Back in April 2011, PugsAce uncovered an interesting Adobe Flash Document listing best practices meant to be used by Flash program developers who wanted to produce efficient Flash products. Here's the document:
Optimizing Performance for the ADOBE® FLASH® PLATFORM
I believe there are sections of this document pertinent to helping resolve the meter issues.
In a nutshell Adobe Flash says:
- If your flash code takes longer to execute than the alloted time, the screen does not get updated and the animation appears choppy.
- If your frame rate is 30 frames per second (FPS) your frame loop must complete all its work in 1/30th of a second.
- The higher the frame rate, the more CPU cycles required by your code.
- An adequate frame rate is at least 20 frames per second. Anything more than 30 FPS is often unnecessary.
My question for the WGT Flash Developers is this:
Why do you animate the meter at 60 FPS when things like the ball flight and ball rolling are animated at just 30 FPS?
By doing so your meter code has just 1/60th second to complete. While ball flight code has 1/30th second to complete. The meter is twice as likely to appear to stutter.
Is this why the meter is so sensitive to other things running in the background?
I'm suggesting WGT lower the frame rate of meter animation based on the Adobe Flash Best Practice "In general, use the lowest possible frame rate for better performance".
For convenience, here are excerpts from Adobe's best practices document.
Optimizing Performance for theADOBE® FLASH® PLATFORM:
Application frame rate
In general, use the lowest possible frame rate for better performance.
An application’s frame rate determines how much time is available for each “application code and rendering” cycle, as described in “Runtime code execution fundamentals” on page 1.
A higher frame rate creates smoother animation. However, when animation or other visual changes aren’t happening, there is often no reason to have a high frame rate. A higher frame rate expends more CPU cycles and energy from the battery than a lower rate.

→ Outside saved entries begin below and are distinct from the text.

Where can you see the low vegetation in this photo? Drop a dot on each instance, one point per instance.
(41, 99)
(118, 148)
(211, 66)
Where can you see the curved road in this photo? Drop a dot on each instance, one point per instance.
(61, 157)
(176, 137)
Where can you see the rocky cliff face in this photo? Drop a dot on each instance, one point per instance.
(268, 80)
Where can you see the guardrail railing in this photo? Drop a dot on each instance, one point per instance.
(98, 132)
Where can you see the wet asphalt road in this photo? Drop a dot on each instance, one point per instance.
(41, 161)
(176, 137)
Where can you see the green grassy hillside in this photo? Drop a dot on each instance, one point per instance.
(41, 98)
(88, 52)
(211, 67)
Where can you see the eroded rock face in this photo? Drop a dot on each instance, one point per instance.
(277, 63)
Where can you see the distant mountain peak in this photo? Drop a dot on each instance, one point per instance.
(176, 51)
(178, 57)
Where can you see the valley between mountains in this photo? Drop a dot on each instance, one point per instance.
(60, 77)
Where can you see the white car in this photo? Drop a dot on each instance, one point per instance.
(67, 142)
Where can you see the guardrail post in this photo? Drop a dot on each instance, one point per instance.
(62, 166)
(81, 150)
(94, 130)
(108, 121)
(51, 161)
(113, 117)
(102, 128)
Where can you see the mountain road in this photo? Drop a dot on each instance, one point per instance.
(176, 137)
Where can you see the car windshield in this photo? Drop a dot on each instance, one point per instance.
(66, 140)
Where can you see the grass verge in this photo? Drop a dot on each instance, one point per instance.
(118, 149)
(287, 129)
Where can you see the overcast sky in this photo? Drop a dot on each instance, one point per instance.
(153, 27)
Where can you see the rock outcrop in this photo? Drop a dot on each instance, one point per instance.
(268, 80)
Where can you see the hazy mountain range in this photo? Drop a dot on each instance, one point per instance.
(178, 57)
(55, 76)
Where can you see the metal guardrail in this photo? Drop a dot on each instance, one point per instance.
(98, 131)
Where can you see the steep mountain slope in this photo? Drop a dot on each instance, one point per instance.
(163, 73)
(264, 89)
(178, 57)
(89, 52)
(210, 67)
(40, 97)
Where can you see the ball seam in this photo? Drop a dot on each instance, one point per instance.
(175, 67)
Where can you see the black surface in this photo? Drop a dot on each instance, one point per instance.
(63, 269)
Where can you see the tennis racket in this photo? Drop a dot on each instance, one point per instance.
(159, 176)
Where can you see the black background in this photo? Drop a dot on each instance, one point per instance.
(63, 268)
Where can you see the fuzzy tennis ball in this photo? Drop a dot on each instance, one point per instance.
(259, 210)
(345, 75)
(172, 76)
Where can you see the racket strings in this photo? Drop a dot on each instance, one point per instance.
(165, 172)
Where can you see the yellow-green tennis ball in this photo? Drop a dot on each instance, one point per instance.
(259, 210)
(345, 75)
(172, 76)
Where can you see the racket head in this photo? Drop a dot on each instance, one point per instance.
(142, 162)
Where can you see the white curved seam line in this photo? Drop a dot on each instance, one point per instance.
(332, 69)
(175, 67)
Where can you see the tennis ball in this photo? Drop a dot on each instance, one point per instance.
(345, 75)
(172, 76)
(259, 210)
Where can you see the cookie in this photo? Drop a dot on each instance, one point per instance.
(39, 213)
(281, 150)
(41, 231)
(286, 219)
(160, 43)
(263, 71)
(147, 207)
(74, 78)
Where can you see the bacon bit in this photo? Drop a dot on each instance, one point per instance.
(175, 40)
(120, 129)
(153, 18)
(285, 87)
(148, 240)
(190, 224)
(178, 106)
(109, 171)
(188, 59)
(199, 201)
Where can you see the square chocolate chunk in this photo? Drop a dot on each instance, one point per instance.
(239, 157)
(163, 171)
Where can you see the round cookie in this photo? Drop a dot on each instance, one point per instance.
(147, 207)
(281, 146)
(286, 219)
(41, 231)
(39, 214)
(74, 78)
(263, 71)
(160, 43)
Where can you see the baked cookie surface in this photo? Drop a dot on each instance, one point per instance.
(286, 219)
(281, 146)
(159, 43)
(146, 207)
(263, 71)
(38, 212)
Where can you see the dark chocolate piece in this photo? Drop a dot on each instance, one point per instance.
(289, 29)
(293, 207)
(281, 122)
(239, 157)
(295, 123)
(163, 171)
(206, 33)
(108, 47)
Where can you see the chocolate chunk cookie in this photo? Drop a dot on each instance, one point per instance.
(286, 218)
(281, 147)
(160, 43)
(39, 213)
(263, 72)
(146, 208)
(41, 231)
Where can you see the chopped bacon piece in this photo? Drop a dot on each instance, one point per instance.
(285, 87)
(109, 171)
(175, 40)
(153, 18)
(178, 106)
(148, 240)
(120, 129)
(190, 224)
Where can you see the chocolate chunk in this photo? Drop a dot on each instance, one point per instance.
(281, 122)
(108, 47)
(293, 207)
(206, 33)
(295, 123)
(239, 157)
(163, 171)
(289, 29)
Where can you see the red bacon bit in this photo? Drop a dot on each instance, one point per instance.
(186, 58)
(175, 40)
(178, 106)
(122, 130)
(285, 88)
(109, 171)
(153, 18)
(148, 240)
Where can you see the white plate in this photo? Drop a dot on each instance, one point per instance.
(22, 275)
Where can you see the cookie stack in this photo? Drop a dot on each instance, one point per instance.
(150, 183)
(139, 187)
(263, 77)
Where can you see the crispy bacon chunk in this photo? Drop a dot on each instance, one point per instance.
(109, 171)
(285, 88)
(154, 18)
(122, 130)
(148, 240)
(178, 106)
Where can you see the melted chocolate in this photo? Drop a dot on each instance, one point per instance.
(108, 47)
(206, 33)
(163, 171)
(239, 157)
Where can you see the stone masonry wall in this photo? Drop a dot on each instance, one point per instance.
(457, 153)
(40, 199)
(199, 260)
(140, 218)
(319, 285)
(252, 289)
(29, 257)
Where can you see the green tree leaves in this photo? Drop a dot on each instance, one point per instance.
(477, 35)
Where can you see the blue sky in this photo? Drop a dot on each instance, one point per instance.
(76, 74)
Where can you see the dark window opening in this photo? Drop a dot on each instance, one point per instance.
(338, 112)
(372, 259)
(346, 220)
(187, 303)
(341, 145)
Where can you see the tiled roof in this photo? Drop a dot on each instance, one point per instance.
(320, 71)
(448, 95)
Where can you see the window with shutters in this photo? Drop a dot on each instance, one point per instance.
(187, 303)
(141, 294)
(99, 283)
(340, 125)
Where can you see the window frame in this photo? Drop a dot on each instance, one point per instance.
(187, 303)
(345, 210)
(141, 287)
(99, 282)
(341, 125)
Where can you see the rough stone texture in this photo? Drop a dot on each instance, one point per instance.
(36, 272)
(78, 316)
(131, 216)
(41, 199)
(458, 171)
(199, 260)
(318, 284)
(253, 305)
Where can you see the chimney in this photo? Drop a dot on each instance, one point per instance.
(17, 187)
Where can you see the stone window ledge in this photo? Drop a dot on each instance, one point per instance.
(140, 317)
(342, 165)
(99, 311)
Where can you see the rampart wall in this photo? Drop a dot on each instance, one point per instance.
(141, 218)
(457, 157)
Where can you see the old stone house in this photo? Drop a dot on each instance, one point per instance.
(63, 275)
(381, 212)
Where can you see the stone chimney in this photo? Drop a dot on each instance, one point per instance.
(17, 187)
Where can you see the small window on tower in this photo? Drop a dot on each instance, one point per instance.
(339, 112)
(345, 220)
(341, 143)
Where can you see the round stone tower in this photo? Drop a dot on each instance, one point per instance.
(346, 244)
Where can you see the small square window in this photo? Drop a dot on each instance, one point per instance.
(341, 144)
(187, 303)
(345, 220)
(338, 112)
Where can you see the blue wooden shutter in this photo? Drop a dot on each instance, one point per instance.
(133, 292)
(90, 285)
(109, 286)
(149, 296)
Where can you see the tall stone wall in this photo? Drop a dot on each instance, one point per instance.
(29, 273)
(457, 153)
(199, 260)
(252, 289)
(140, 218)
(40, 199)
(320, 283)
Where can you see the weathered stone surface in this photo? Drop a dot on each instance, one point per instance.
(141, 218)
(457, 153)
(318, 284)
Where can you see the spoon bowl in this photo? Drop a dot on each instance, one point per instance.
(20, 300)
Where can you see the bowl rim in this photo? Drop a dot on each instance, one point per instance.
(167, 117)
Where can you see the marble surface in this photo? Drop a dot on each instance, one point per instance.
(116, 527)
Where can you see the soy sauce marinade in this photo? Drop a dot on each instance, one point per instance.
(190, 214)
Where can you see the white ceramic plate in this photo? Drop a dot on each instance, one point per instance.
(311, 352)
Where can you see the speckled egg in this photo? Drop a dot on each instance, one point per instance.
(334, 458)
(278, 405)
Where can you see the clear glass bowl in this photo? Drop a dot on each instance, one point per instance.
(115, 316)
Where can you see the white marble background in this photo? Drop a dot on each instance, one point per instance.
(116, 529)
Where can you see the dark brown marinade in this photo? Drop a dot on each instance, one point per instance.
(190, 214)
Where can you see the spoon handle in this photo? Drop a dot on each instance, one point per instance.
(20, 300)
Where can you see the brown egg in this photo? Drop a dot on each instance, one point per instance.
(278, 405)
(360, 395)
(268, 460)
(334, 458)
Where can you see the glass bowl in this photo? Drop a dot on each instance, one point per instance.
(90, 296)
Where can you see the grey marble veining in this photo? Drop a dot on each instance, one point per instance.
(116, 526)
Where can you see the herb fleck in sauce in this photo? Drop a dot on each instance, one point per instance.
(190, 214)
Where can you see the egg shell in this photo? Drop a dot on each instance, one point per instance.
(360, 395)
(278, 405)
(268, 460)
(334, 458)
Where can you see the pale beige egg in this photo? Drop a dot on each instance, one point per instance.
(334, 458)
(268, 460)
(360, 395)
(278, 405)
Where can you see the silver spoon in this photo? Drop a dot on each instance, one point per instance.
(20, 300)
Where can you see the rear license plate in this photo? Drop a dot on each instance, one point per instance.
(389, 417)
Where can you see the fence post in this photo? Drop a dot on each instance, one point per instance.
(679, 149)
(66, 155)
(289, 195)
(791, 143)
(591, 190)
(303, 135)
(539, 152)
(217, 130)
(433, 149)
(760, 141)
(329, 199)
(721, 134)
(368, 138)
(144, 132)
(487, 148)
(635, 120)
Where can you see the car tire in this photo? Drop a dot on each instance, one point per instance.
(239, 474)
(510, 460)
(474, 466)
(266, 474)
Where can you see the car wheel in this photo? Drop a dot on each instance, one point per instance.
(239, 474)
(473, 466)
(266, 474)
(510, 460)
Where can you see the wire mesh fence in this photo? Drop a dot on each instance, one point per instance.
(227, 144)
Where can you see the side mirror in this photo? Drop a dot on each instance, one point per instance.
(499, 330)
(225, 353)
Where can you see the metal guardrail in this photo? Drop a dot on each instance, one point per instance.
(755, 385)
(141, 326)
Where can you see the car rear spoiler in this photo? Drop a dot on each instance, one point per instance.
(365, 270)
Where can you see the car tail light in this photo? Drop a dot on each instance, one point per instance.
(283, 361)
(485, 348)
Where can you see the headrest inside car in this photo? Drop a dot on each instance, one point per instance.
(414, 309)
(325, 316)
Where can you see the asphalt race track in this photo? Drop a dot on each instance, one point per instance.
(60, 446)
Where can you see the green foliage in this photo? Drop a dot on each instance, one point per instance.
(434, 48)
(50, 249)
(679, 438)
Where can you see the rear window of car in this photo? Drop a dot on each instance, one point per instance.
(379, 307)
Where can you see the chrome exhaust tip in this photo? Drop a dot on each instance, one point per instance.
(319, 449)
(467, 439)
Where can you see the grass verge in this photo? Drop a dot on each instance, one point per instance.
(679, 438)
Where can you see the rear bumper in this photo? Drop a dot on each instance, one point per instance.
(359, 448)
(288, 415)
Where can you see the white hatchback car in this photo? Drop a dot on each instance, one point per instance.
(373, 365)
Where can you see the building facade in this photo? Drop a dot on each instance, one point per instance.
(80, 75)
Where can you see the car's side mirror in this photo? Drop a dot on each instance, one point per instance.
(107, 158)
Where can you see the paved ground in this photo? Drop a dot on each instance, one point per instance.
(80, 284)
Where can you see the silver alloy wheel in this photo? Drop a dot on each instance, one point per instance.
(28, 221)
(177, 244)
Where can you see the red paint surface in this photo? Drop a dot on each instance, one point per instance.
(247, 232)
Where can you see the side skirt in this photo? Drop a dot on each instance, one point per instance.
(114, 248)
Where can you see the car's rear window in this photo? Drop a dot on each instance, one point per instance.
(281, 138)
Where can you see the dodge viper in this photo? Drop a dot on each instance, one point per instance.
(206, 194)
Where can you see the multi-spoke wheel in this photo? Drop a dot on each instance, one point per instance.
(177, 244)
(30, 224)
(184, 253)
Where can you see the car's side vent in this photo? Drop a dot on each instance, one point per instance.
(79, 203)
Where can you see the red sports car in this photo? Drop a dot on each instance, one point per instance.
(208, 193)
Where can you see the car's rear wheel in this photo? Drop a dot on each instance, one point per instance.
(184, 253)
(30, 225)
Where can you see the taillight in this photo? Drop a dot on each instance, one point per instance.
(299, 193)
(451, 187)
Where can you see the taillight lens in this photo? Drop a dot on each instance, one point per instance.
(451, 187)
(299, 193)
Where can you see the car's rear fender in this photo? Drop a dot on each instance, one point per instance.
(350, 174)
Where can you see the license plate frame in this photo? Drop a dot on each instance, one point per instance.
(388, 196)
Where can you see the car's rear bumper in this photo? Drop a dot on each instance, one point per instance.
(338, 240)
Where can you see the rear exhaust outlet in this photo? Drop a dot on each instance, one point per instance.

The following are some general guidelines for an appropriate default frame rate for your application:
•If you are using the Flex framework, leave the starting frame rate at the default value.
•If your application includes animation, an adequate frame rate is at least 20 frames per second. Anything more than 30 frames per second is often unnecessary.
•If your application doesn’t include animation, a frame rate of 12 frames per second is probably sufficient.
Key paragraph from the "Runtime code execution fundamentals" mentioned above:
Optimizing Performance for theADOBE® FLASH® PLATFORM:
Runtime code execution fundamentals
If the combined operations of the frame loop (code execution and rendering) take too long, the runtime isn’t able to maintain the frame rate. The frame expands, taking longer than its allotted time, so there is a delay before the next frame is triggered.
For example, if a frame loop takes longer than one-thirtieth of a second, the runtime is not able to update the screen at 30 frames per second. When the frame rate slows, the experience degrades. At best animation becomes choppy.
In worse cases, the application freezes and the window goes blank.